More than 50 percent said they had received rent relief from landlords, including deferrals to later this year or next. Less than 10 percent had not yet contacted property owners about potential rent relief.
“If you’re a retailer with an extensive store footprint, effectively managing these fixed costs has been critical to preserving cash while brick-and-mortar sales remain under pressure, even as online sales surge for many,” said Jeff Derman, PJ SOLOMON’s managing director, in a statement.
Derman noted that rent relief, whether it’s from the landlord or the government, will provide enough for many of these retailers to maintain liquidity until the pandemic’s most severe effects have retreated.

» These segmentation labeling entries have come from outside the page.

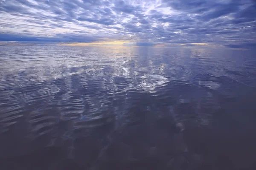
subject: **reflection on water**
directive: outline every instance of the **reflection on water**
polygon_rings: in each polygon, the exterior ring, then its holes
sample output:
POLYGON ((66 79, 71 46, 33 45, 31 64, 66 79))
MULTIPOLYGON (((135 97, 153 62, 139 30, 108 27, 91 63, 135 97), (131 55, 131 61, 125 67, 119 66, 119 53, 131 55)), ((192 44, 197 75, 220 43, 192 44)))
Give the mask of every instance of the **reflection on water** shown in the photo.
MULTIPOLYGON (((170 153, 192 153, 193 147, 181 144, 181 135, 171 130, 177 130, 178 122, 193 122, 192 127, 225 134, 236 125, 244 131, 253 129, 254 116, 250 113, 255 109, 248 103, 253 104, 255 96, 256 59, 250 51, 110 46, 0 49, 1 158, 61 147, 65 158, 88 167, 99 155, 131 161, 152 153, 170 156, 170 153), (111 147, 122 151, 104 152, 104 148, 111 147), (138 148, 139 152, 134 151, 138 148)), ((179 156, 177 161, 173 157, 162 159, 166 162, 159 164, 180 169, 170 161, 187 162, 179 156)))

When asked about potential rent forgiveness programs, 67 percent of respondents said retailers impacted by the pandemic should receive assistance to pay their rents for 90 days. One-third said rent relief should protect retailers from downgrades in credit ratings during COVID-19.
Commercial landlords recently reported that rent collections for retail properties increased by double digits in July compared to May and June, according to a survey by Datex Property Solutions. The California-based real estate portfolio management company revealed that retail rent collections were nearly 69 percent in mid-July, a nearly 15 percent increase compared to mid-June and a 37 percent increase compared to mid-May.